Tra i nostri clienti più affezionati c'erano le professioniste del bordello di fronte, che ordinavano la colazione di prima mattina, appena terminato il loro turno di lavoro. Ogni tanto entrava qualche poliziotto in pausa pranzo, e in quelle occasioni Madhi spariva dalla cucina con un'agilità e una silenziosità straordinarie. Una mattina vennero a interrogarci perché a poche decine di metri dal locale, la notte precedente, era avvenuto un omicidio. Più volte, dal nostro bancone, vedemmo fiumi di spacciatori e vagabondi sfollare in preda al panico nella nostra via, perché le forze dell'ordine stavano compiendo l'ennesima retata nello stradone parallelo, conosciuto in tutto il paese come "Junkie road".

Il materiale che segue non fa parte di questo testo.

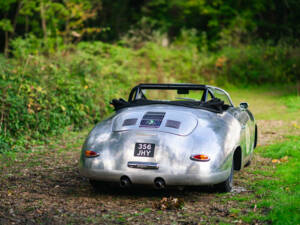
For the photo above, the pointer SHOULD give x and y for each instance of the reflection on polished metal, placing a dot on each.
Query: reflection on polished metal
(216, 135)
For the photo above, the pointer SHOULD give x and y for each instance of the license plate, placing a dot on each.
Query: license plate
(144, 149)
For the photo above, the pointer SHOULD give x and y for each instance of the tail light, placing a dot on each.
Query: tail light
(90, 154)
(200, 157)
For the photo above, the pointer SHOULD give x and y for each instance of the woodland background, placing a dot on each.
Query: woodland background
(63, 61)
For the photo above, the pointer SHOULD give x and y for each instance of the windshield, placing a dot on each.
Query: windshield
(170, 95)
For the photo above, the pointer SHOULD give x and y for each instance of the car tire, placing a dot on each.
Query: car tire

Lavorai per quasi sei mesi al Bob's cafè, in occasione del mio secondo e ultimo soggiorno in Australia. Al Bob's cafè perfezionai l'arte di decorare la schiuma dei cappuccini, di improvvisare colazioni alla meno peggio in attesa che comparisse Madhi, di conversare con disinvoltura con prostitute, piedipiatti, tossicomani, psicolabili e intellettuali, cambiando registro e argomenti a seconda delle circostanze. Quando lasciai Sydney, Madhi venne a salutarmi all'aereoporto. Aveva gli occhi rossi, piangeva. "Mi spiace essere così pazzo, sono un pessimo collega e amico", sussurrò porgendomi un pacchetto. Lo scartai quando ero già sull'aereo: erano un paio di mutandine nere che credevo di aver smarrito nella lavatrice comune quando ero stata ospite a casa sua, i primi tempi. "E' stato bello, mi mancherai", diceva il biglietto. Mi affrettai a nascondere la biancheria nello zaino, prima che i miei incuriositi vicini la vedessero.